Connect with us

Finance

America, but with fewer immigrants

blogaid.org

Published

on

America, but with fewer immigrants

America is an outlier. Its GDP per capita is much higher than any other country with at least 10 million inhabitants. The US GDP per capita (adjusted for PPP) is $85,373, while the next nine range from Taiwan at $77,858 to Great Britain at $58,880. (These are all IMF estimates for 2024.) If you prefer nominal GDP measured at current exchange rates, the difference is even greater. The US is back at $85,373, while Australia comes in second at $66,589.

There is another way in which the US is an outlier. We have experienced far more immigration than any other country. How should we think about these two facts?

Opponents of immigration often claim that it makes America poorer by driving down wages. Presumably this means that if we had experienced less immigration, we would be even richer. Imagine if instead of 330 million people, our population had only increased to 110 million – somewhere between Germany and Japan. How rich would we be in that case?

I suppose it is possible that even though America is much richer than all other medium and large countries, and even though we have had much more immigration than other countries, immigration has depressed incomes in America.

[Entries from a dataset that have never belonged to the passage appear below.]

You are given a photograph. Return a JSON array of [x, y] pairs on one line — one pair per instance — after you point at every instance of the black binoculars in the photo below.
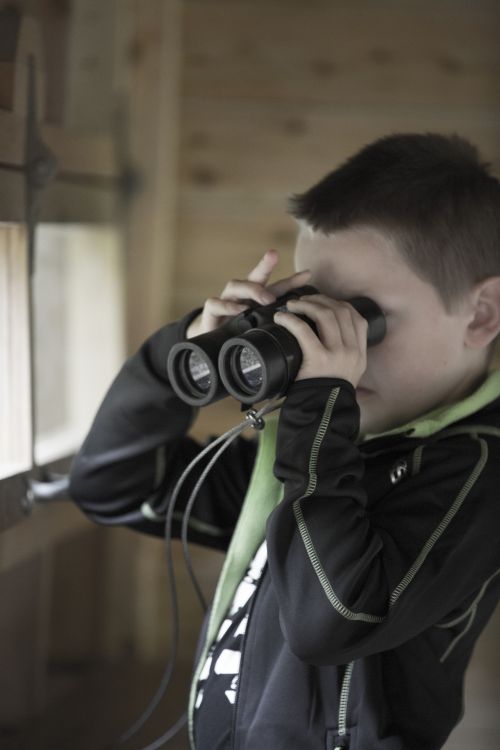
[[250, 357]]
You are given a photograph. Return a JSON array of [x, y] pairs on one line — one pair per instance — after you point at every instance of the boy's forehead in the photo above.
[[361, 258]]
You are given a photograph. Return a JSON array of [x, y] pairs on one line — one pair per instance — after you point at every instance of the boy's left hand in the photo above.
[[338, 349]]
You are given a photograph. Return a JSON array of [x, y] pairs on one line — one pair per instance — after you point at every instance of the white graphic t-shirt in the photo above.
[[218, 681]]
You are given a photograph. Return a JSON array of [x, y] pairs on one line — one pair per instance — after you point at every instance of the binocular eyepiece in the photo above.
[[250, 357]]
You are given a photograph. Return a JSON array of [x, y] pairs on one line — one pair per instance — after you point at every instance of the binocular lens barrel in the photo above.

Perhaps with lower levels of immigration we would be even more of an outlier.

But does that seem likely?

David Levey referred me to a recent study of this question Alessandro Caiumi and Giovanni Peri. Here’s the summary:

In this article, we revive, extend, and improve on the approach used in a series of influential articles from the 2000s to estimate how changes in the supply of immigrant workers affected U.S. native wages. We begin by extending the analysis to the more recent years 2000-2022. We are also introducing three important improvements. First, we introduce an IV that uses a new skill-based shift share for immigrants and the demographic evolution for natives, which we show passes validity tests and has reasonably strong power. Second, we provide estimates of the impact of immigration on the employment-to-population ratio of natives to test whether displacement exists at the national level. Third, we analyze the occupational improvement of natives in response to immigrants. Using these estimates, we calculate that immigration is due to complementarity between natives and immigrants and the university skills of immigrants, had a positive and significant effect of +1.7 to +2.6% on the wages of lower-educated native workers in the period 2000-2019, and no significant wage effect on natives with a university education. We also calculate a positive employment effect for most native workers. Even simulations for the most recent period 2019-2022 suggest small positive effects on non-university wages and no significant displacement effects on employment. [Emphasis added]

I think this is the key:

complementarity between natives and immigrants and the university skills of immigrants

Other countries are usually good at one thing, like building cars or pumping oil from the ground. America’s diverse population allows us to adapt to changing global trends. When new industries develop, we are usually at the forefront (smartphones, fracking, professional basketball, e-commerce, electric cars, AI, GMO food, superhero movies, high-speed trading, etc., etc. We have all kinds of people, able to to fill all kinds of niches.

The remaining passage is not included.